The car has 500 miles. 2014 2LT auto, gasoline fuel. 

My wife drives the Cruze every day and says she hears the sound of liquid sloshing around. She described it as a half full cooler of water sloshing around for a very brief moment when she accelerates.

Is it the gas tank?

I saw another post where the noise was in the dash area and it was coolant, our coolant level has not changed. The spare tire well is dry. Floors are dry. 

Ideas?


----------



## Robby (Mar 1, 2013)

Possibly fuel slosh but your lady has some seriously good hearing.

Fill the tank and see if the sound changes or disappears.....less airspace to slosh about.....if it is now gone I can only recommend a bit of radio volume.....her good hearing is her downfall if filling the tank changes the sound.

Rob


----------



## Couch (Oct 11, 2013)

i hear my evap canister cycling sometimes in my car. usually when i'm in a drivethru lineup. could possibly be this as it sounds like water sloshing for a few seconds.


----------



## ChevyGuy (Dec 13, 2014)

Check the spare tire area under the trunk floor.
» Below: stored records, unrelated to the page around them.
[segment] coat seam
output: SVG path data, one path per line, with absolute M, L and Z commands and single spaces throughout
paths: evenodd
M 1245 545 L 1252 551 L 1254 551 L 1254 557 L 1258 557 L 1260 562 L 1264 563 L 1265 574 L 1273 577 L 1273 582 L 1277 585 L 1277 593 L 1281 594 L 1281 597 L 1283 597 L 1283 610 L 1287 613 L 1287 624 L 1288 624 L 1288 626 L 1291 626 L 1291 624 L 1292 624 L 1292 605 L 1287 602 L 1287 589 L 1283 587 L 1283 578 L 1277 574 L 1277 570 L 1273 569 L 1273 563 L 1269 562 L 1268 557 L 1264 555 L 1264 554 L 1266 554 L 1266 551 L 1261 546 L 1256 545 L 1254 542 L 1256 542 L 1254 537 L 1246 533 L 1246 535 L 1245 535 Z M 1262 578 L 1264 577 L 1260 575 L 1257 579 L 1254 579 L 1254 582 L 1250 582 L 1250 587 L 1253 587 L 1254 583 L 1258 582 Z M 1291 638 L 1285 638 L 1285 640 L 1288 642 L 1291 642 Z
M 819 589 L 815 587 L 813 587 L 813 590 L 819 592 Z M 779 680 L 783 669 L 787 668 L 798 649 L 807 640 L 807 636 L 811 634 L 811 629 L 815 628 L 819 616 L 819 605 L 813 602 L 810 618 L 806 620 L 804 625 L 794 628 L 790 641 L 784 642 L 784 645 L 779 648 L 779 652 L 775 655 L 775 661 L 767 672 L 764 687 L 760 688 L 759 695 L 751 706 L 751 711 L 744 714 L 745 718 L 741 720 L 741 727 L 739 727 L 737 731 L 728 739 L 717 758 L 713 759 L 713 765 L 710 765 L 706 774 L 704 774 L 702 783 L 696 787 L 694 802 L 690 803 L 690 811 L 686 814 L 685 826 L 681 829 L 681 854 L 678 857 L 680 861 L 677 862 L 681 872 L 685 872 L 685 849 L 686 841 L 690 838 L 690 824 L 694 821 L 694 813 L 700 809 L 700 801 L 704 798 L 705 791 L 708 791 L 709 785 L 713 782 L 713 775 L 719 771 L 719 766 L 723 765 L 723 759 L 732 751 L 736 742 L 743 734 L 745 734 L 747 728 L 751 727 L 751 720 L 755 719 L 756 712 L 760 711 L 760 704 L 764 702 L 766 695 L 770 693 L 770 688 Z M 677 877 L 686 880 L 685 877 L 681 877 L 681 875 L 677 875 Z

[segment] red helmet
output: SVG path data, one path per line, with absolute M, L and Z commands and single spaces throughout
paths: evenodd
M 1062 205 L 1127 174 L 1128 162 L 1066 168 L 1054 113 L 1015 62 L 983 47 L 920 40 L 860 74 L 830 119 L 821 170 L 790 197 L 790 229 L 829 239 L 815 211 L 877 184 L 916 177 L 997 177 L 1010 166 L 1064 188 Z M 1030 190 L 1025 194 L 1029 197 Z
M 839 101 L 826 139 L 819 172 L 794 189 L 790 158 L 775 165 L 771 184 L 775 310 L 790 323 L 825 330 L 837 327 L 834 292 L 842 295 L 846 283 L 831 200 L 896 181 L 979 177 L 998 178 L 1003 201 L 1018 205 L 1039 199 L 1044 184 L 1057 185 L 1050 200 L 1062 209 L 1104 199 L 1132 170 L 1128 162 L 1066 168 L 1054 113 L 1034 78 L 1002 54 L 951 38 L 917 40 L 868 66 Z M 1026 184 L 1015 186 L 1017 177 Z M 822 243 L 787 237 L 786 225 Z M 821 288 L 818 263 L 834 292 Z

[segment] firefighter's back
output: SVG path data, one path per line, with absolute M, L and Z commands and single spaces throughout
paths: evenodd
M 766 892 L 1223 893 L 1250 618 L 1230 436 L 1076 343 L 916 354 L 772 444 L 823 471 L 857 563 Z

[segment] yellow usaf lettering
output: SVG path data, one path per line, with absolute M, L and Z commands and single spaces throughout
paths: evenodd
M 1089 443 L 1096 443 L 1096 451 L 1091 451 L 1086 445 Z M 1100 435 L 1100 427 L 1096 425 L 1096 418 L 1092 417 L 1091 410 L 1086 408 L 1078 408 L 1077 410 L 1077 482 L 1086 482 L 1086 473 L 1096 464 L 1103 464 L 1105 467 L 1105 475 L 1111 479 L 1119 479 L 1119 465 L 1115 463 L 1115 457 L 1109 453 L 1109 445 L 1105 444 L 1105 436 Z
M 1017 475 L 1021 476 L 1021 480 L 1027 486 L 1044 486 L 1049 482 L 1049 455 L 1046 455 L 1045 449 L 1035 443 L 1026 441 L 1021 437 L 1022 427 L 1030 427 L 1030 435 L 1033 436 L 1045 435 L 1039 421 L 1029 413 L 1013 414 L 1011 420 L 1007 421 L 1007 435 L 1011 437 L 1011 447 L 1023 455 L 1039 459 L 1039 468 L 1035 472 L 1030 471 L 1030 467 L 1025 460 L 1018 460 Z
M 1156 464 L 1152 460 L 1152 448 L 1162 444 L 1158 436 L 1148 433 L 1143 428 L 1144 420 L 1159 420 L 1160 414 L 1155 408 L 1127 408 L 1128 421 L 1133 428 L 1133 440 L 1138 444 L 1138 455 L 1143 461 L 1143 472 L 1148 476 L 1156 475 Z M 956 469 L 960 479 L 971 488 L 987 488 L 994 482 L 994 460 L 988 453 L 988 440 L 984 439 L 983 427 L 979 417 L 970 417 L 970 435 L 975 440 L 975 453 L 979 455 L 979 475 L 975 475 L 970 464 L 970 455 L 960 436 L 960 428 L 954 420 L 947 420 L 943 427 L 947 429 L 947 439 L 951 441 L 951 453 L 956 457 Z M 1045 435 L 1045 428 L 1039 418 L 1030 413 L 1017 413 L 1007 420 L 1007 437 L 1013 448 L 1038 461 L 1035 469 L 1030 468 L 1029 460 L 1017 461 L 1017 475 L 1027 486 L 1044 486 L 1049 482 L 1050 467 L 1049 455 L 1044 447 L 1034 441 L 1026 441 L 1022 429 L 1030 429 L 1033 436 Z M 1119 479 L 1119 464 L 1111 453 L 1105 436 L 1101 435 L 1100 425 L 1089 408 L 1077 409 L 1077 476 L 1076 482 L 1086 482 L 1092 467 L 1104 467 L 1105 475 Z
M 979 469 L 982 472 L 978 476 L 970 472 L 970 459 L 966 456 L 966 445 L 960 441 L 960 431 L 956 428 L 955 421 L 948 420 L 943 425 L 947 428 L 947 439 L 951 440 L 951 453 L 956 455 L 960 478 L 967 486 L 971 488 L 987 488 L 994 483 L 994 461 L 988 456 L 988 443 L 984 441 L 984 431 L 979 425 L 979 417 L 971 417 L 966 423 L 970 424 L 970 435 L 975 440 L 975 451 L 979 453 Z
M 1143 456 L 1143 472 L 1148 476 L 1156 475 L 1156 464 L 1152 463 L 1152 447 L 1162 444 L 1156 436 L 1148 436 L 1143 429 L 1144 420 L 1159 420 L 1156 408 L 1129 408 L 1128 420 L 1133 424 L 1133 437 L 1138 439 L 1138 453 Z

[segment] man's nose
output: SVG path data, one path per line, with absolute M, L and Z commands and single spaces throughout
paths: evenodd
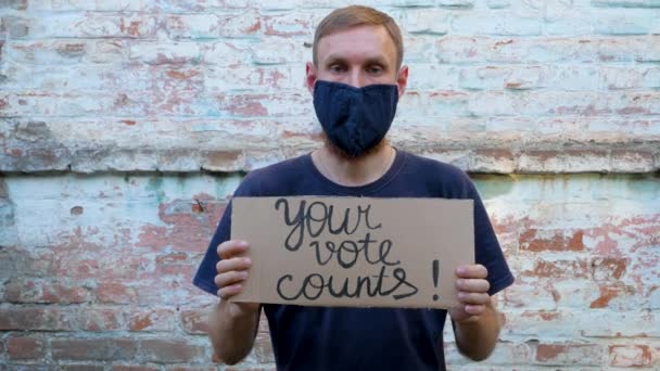
M 365 76 L 359 68 L 351 72 L 347 84 L 355 88 L 361 88 L 365 86 Z

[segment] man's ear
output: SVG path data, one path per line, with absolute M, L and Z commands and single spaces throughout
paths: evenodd
M 403 65 L 396 75 L 396 85 L 398 86 L 398 98 L 406 91 L 408 85 L 408 66 Z
M 314 94 L 314 84 L 316 82 L 316 66 L 312 62 L 305 65 L 305 86 Z

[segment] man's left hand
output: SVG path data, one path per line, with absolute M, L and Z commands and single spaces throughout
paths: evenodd
M 480 264 L 461 266 L 456 269 L 456 276 L 460 304 L 449 309 L 449 316 L 458 323 L 477 322 L 486 310 L 486 305 L 491 303 L 488 295 L 491 284 L 486 281 L 488 270 Z

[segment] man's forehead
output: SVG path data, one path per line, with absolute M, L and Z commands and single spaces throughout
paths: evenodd
M 323 36 L 318 41 L 320 60 L 350 59 L 391 59 L 396 57 L 394 41 L 383 26 L 355 26 Z

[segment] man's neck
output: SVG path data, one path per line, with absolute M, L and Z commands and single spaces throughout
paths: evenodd
M 380 179 L 394 163 L 395 151 L 381 145 L 377 151 L 358 158 L 344 158 L 323 146 L 313 153 L 316 168 L 340 186 L 359 187 Z

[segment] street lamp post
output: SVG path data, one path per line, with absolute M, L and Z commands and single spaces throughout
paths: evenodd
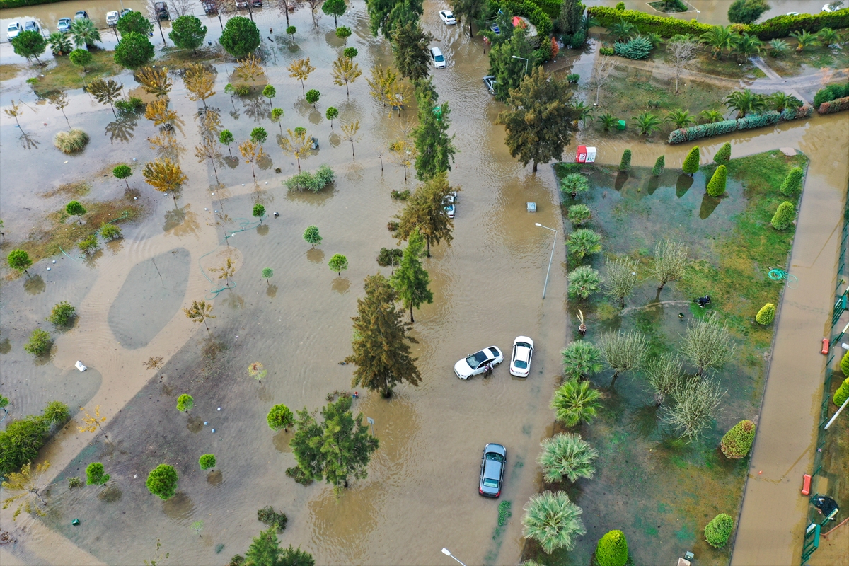
M 459 559 L 458 559 L 458 558 L 456 556 L 454 556 L 453 554 L 452 554 L 451 551 L 448 550 L 447 548 L 443 548 L 442 549 L 442 554 L 444 554 L 446 556 L 450 556 L 452 558 L 453 558 L 454 560 L 457 560 L 457 562 L 459 562 L 461 564 L 463 564 L 463 563 L 460 562 Z M 466 565 L 463 564 L 463 566 L 466 566 Z
M 515 55 L 513 56 L 513 59 L 523 59 L 525 61 L 525 76 L 527 76 L 527 74 L 528 74 L 528 60 L 527 60 L 527 59 L 526 59 L 525 57 L 516 57 Z
M 541 228 L 551 230 L 554 233 L 554 241 L 551 243 L 551 257 L 548 258 L 548 271 L 545 272 L 545 285 L 543 286 L 543 298 L 545 299 L 545 290 L 548 288 L 548 274 L 551 273 L 551 262 L 554 260 L 554 246 L 557 244 L 557 230 L 554 228 L 549 228 L 548 226 L 543 226 L 539 222 L 536 222 L 536 224 Z

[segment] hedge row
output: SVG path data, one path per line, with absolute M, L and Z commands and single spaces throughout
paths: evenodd
M 832 114 L 834 112 L 842 112 L 843 110 L 849 110 L 849 96 L 837 98 L 831 102 L 824 102 L 817 109 L 818 114 Z
M 810 104 L 804 104 L 796 110 L 785 109 L 780 114 L 775 110 L 769 110 L 762 114 L 752 114 L 744 116 L 739 120 L 724 120 L 721 122 L 713 122 L 712 124 L 700 124 L 699 126 L 693 126 L 689 128 L 672 130 L 669 132 L 667 143 L 670 145 L 675 145 L 676 143 L 683 143 L 684 142 L 693 142 L 702 137 L 712 137 L 713 136 L 722 136 L 732 132 L 772 126 L 779 121 L 807 118 L 812 114 L 813 114 L 813 107 Z
M 637 26 L 641 33 L 659 33 L 664 37 L 672 37 L 677 34 L 693 34 L 700 36 L 712 25 L 701 24 L 694 20 L 678 20 L 667 16 L 655 16 L 638 10 L 617 10 L 615 8 L 593 6 L 588 10 L 589 14 L 599 20 L 599 25 L 610 27 L 624 20 Z M 806 30 L 816 32 L 824 27 L 839 29 L 849 27 L 849 8 L 836 12 L 820 12 L 819 14 L 800 14 L 798 15 L 780 15 L 771 18 L 762 24 L 736 24 L 734 29 L 739 33 L 748 32 L 758 36 L 762 41 L 787 37 L 792 31 Z

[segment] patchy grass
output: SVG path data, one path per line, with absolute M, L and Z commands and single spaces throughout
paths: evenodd
M 32 90 L 36 94 L 43 96 L 52 91 L 82 88 L 85 83 L 91 82 L 93 79 L 118 75 L 124 68 L 115 62 L 114 57 L 114 51 L 93 51 L 92 62 L 86 66 L 87 72 L 85 76 L 82 70 L 72 64 L 67 57 L 57 57 L 53 59 L 53 66 L 42 71 L 41 74 L 44 76 L 37 76 L 37 80 L 31 83 Z

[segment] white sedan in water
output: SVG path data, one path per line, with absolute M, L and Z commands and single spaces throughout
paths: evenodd
M 457 19 L 451 10 L 440 10 L 439 19 L 441 20 L 446 25 L 453 25 L 457 23 Z
M 531 373 L 531 358 L 533 357 L 533 340 L 527 336 L 517 336 L 513 341 L 513 356 L 510 357 L 510 373 L 517 378 L 526 378 Z

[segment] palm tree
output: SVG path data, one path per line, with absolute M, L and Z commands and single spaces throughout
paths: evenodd
M 730 110 L 737 110 L 737 117 L 767 109 L 767 100 L 762 94 L 755 94 L 746 88 L 732 92 L 725 98 L 725 105 Z
M 589 386 L 588 381 L 570 379 L 554 391 L 551 408 L 555 418 L 564 426 L 574 427 L 581 423 L 589 423 L 601 406 L 601 393 Z
M 718 59 L 722 57 L 723 49 L 731 48 L 731 42 L 736 35 L 730 25 L 714 25 L 701 34 L 699 39 L 711 48 L 713 59 Z
M 663 119 L 665 122 L 672 122 L 676 129 L 685 128 L 695 123 L 695 117 L 689 113 L 689 110 L 672 110 Z
M 543 468 L 543 479 L 549 484 L 563 481 L 577 481 L 580 478 L 591 479 L 595 474 L 593 461 L 599 452 L 589 443 L 574 433 L 560 433 L 543 440 L 543 451 L 537 457 L 537 463 Z
M 797 53 L 801 53 L 802 49 L 817 42 L 817 36 L 809 32 L 807 30 L 794 31 L 790 34 L 790 36 L 796 37 Z
M 630 39 L 637 34 L 637 26 L 631 22 L 620 20 L 618 22 L 607 28 L 607 33 L 617 41 Z
M 588 378 L 603 367 L 601 350 L 592 342 L 575 340 L 560 353 L 563 355 L 563 375 L 569 379 Z
M 769 97 L 769 105 L 776 112 L 781 112 L 786 108 L 795 110 L 801 106 L 801 100 L 799 100 L 795 96 L 790 96 L 786 92 L 779 91 Z
M 739 63 L 745 63 L 749 60 L 750 57 L 760 54 L 763 42 L 756 36 L 750 36 L 748 33 L 744 33 L 742 36 L 734 37 L 732 42 L 731 53 L 737 55 L 737 60 Z
M 641 136 L 650 136 L 661 129 L 661 119 L 651 112 L 644 112 L 638 116 L 632 116 L 631 120 L 637 122 L 637 129 Z
M 91 20 L 75 20 L 70 25 L 70 35 L 74 36 L 74 45 L 78 48 L 85 45 L 87 49 L 94 42 L 101 41 L 100 32 Z
M 721 122 L 725 120 L 725 116 L 719 110 L 702 110 L 699 113 L 699 121 L 702 124 L 712 124 Z
M 583 510 L 569 501 L 565 491 L 544 491 L 525 506 L 522 535 L 539 542 L 550 554 L 558 548 L 575 548 L 575 537 L 587 533 L 581 514 Z
M 610 132 L 616 126 L 616 118 L 612 114 L 603 114 L 597 120 L 601 123 L 601 129 L 604 132 Z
If you're got a leak letting rain in (and a few members here have experienced that), that's where the water will collect.


----------



## Robby (Mar 1, 2013)

ChevyGuy said:


> Check the spare tire area under the trunk floor. If you're got a leak letting rain in (and a few members here have experienced that), that's where the water will collect.


OP already checked his tire well.....dry.

Rob


----------



## ChevyGuy (Dec 13, 2014)

Robby said:


> OP already checked his tire well.....dry.


OK, I missed that. Where is the sound coming from? You may have to ride with her to track it down.

It could be a drain issue with the AC/Heater. Coolant is only one source of water for that. (A/C condensate is another.) I think there's also that "tray" area outside just at the base of the windshield. Those drain holes seem real small and I think would be prone to getting plugged up to me.


----------



## Royalwapiti (Apr 1, 2015)

Ok, this thread can go down to the recycle bin.

I didn't ever listen for the sound because I have a moderate hearing loss and can't hear squat. I did look in the trunk as mentioned earlier. So tonight I drive the car for the second time, my wife is passenger. I asked if she ever filled the fuel tank to listen for the sloshing sound. She says oh I found this the other day. She holds up a 32 ounce water bottle my son left in the backseat. It was half full and very sloshy!

So as I said the moderators can delete this thread. By the way, the car has 550 miles on it tonight.


----------



## peligro911 (Apr 8, 2015)

Royalwapiti said:


> Ok, this thread can go down to the recycle bin.
> 
> I didn't ever listen for the sound because I have a moderate hearing loss and can't hear squat. I did look in the trunk as mentioned earlier. So tonight I drive the car for the second time, my wife is passenger. I asked if she ever filled the fuel tank to listen for the sloshing sound. She says oh I found this the other day. She holds up a 32 ounce water bottle my son left in the backseat. It was half full and very sloshy!
> 
> So as I said the moderators can delete this thread. By the way, the car has 550 miles on it tonight.


Haha classic !!! 


Sent from AutoGuide.com Free App


----------



## NickD (Dec 10, 2011)

Wives? Mine was complaining about rattles in her plastic door compartment, she was just tossing her makeup in there. She purchased a pouch to put all that stuff in, solved that problem.

Swear she has better hearing than our German Shepherd dog that is supposed to have fantastic hearing. LOL, she starts barking when someone puts a foot in our yard before he does.


----------



## Tonyb92681 (Aug 2, 2014)

Make sure the weep holes in the bottom of the doors are clogged. That happens from time to time, and rainwater can accumulate in the hollow panels. I've had to clear mine a few times over the year. 


Sent from AutoGuide.com Free App


----------



## obermd (Mar 3, 2012)

We had one member who had a rattle they couldn't find. Took their Cruze to the dealership and the tech pulled an empty soda can out from under one of the front seats. At least you didn't get this far.


----------